3

Given a text file (or unicode string), what is a good way to detect characters that fall outside of the ascii encoding? I could easily just iterate pass each character to ord(), but I wonder if there's a more efficient, elegant, or idiomatic way to do it.

The ultimate goal here is to compile a list of characters in the data that cannot encode to ascii.

In case it matters, the size of my corpus is approx 500MB / 1200 text files. Running (pre-compiled vanilla) Python 3.3.1 on Win7 (64bit).

Sukotto
  • 2,472
  • 6
  • 26
  • 31

1 Answers1

9

The ultimate goal here is to compile a list of characters in the data that cannot encode to ascii.

The most efficient method I can think of would be to use re.sub() to strip out any valid ASCII characters, which should leave you with a string containing all the non-ASCII characters.
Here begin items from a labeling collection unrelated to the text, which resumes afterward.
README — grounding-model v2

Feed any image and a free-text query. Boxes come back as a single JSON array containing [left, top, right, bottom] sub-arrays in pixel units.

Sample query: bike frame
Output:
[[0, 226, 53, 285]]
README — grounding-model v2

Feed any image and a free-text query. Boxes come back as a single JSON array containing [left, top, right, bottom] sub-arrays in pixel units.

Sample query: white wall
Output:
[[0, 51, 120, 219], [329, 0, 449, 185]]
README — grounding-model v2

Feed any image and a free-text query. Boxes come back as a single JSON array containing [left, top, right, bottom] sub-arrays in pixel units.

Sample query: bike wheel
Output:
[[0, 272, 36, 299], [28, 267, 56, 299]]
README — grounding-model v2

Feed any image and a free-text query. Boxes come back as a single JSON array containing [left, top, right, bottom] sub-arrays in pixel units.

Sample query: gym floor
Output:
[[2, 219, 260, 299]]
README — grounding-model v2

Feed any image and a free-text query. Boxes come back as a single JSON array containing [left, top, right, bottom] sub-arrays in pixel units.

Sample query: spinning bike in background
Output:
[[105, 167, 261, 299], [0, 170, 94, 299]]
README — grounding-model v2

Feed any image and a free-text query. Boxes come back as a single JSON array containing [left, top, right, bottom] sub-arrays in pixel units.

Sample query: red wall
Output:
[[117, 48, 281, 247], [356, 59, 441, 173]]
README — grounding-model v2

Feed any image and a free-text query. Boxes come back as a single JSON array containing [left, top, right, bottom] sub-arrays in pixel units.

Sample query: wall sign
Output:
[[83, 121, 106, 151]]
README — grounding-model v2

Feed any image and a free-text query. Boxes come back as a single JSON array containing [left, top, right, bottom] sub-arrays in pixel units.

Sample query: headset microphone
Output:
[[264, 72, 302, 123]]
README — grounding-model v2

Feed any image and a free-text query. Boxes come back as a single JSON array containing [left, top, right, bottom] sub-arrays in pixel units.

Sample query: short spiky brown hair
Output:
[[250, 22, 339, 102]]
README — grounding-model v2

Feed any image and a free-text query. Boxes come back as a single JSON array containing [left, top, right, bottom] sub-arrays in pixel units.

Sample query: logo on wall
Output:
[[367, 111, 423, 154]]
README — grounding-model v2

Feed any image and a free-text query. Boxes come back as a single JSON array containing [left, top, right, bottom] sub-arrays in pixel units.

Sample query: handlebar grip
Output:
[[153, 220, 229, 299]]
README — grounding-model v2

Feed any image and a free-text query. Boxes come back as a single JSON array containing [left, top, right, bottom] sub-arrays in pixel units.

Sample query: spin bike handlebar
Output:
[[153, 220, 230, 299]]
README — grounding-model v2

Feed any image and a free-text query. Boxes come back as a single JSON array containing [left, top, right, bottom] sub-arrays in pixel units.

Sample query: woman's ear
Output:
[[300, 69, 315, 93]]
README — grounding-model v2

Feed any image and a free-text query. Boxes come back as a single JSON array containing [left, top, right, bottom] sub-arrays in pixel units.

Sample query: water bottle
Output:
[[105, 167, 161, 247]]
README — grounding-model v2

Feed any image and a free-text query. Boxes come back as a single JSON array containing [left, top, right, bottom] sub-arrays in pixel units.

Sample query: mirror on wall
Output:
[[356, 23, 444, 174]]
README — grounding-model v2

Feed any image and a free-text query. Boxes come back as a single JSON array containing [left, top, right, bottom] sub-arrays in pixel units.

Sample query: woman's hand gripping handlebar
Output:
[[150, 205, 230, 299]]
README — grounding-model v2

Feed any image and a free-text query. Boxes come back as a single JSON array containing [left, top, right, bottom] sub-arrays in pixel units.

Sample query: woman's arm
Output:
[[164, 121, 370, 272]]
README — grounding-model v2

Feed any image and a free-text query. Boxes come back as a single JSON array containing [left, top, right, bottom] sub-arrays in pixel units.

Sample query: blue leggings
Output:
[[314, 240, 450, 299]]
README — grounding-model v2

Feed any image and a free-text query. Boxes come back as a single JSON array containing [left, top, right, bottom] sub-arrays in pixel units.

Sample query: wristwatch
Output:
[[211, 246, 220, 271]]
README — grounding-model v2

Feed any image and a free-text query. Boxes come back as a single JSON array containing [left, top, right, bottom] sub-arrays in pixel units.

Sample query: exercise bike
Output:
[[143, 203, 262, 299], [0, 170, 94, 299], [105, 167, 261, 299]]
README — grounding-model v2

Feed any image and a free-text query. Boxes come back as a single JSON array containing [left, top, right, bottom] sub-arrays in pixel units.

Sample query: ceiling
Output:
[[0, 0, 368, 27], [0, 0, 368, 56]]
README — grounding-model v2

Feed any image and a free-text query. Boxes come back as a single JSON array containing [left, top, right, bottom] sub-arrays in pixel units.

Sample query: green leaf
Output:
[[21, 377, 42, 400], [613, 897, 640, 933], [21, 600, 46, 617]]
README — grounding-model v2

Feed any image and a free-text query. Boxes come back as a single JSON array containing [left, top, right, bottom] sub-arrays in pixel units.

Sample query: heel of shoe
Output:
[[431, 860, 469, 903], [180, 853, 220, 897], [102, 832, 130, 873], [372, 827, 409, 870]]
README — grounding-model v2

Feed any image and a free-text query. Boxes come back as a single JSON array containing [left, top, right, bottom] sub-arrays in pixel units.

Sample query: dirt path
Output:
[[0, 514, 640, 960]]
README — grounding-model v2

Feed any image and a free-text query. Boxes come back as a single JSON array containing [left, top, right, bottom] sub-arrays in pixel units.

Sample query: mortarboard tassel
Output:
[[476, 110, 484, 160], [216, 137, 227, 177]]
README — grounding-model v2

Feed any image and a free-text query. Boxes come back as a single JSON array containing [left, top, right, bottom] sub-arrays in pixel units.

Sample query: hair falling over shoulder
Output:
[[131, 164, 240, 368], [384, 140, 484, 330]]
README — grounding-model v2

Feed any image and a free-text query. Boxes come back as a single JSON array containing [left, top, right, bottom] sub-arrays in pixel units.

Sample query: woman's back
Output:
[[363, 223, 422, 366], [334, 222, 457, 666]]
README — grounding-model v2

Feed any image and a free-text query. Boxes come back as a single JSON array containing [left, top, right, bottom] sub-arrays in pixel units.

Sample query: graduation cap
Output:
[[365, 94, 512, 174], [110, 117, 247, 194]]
This will just strip out the printable characters...

>>> import re
>>> print re.sub('[ -~]', '', u'£100 is worth more than €100')
£€

...or if you want to include the non-printable characters, use this...

>>> print re.sub('[\x00-\x7f]', '', u'£100 is worth more than €100')
£€

To eliminate the dupes, just create a set() of the returned string...

>>> print set(re.sub('[\x00-\x7f]', '', u'£€£€'))
set([u'\xa3', u'\u20ac'])
Aya
  • 39,884
  • 6
  • 55
  • 55